I think the point of -r internal/test/binding is that it exposes a primordials global object with access to all the primordials (the locked object) - in our case we would need to check (and mock) globalThis.primordials.Date presumably.

benjamingr avatar Nov 04 '21 07:11 benjamingr

That was more promising. Thanks, Ben.

$ node --expose-internals -r internal/test/binding  -p -e 'Object.getOwnPropertyDescriptor(global.primordials, "Date")'
{
  value: [Function: Date],
  writable: false,
  enumerable: true,
  configurable: false
}
(node:1726) internal/test/binding: These APIs are for internal testing only. Do not use them.
(Use `node --trace-warnings ...` to show where the warning was created)

But ... we cannot really do much about this prop, can we? Seeing that it's neither writable nor configurable.

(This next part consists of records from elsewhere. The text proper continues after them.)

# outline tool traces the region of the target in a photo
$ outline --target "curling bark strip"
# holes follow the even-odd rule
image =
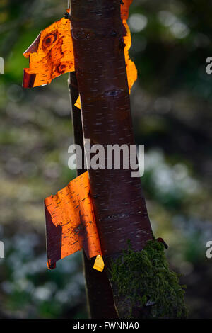
[[[71,22],[84,139],[134,145],[119,1],[72,0]],[[88,171],[105,257],[126,249],[128,240],[141,250],[153,237],[140,179],[131,172]]]
[[[126,31],[123,30],[124,55],[129,92],[137,79],[134,63],[129,55],[131,47],[131,34],[126,23],[129,1],[122,6],[122,20]],[[68,12],[70,11],[68,9]],[[64,18],[54,22],[41,31],[31,45],[23,53],[29,59],[29,68],[23,72],[23,86],[32,88],[50,84],[52,80],[62,74],[74,72],[74,56],[69,20]],[[81,108],[80,98],[76,106]]]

fatso83 avatar Nov 04 '21 09:11 fatso83

The primordial itself is not but its properties are. Nothing is stopping us from doing this for example:

➜  Code git:(main) node --expose-internals -r internal/test/binding -e "primordials.Date.now = () => 3; console.log(Date.now())" 
3
(node:27563) internal/test/binding: These APIs are for internal testing only. Do not use them.
(Use `node --trace-warnings ...` to show where the warning was created)

benjamingr avatar Nov 04 '21 11:11 benjamingr

Yeah, but in the case of this exact issue, it seems that it is the Date constructor the code supplied by @gorankarlic depends upon, so we are kind of screwed. Not a huge loss IMHO: we can never guarantee that modules outside of our control does not hold an internal reference to the original Date object, which is what is going on here anyway.

fatso83 avatar Nov 04 '21 14:11 fatso83

But I think we can override the methods called after new Date() which are called (like toUTCString() and valueOf()) instead can't we?

benjamingr avatar Nov 04 '21 16:11 benjamingr

Aha ... true. There are more ways to skin a cat, obviously 😄 We cannot have our cake, but we can probably eat it anyway, etc, etc..

With regards to the current http implementation, just primordials.Date.prototype.toUTCString = function(){ return 'foo' } probably won't fly. Node http caches a direct reference to DatePrototypeToUTCString, which I think defeats any attempt we could come up with that touches Date.

This target seems to move faster than we can come up with workarounds, so I am suspecting that even if we should start replacing all methods on the Date.prototype the amount of usecases we actually are able to support is rather slim. Don't mind trying, though. Or rather, I don't mind someone trying 😃

fatso83 avatar Nov 05 '21 00:11 fatso83

I can just make a PR to node to not do this when the --expose-primordials flag is set probably?

benjamingr avatar Nov 05 '21 17:11 benjamingr

Let's see how it goes https://github.com/nodejs/node/pull/40733

benjamingr avatar Nov 05 '21 18:11 benjamingr

This seems like something we cannot fix ourselves, @gorankarlic. Ref https://github.com/nodejs/node/pull/40733#issuecomment-1016522091

fatso83 avatar Jan 19 '22 14:01 fatso83

Thank you for trying hard to fix this & sorry for the late reply.

It seems the only way forward is to ignore the HTTP Date header.

IMHO it's very sad that NodeJS seems to have sacrificed it's original, simple and beautiful idea - i.e. expose the POSIX API to ECMAScript - to such an extent that AFAIK it now blatantly violates ECMAScript itself, in that modifying a prototype is not possible and/or does not result in the correct/expected behaviour; it instead has seemingly become a micro-optimization-driven mess at it's very core.

gorankarlic avatar Feb 10 '22 08:02 gorankarlic

This issue has been automatically marked as stale because it has not had recent activity. It will be closed if no further activity occurs. Thank you for your contributions.

stale[bot] avatar Dec 27 '23 10:12 stale[bot]

This is not moving anywhere and it was clear to years ago that it will not be possible to hook into Node in any way. Tests are best written to not rely on this header, basically.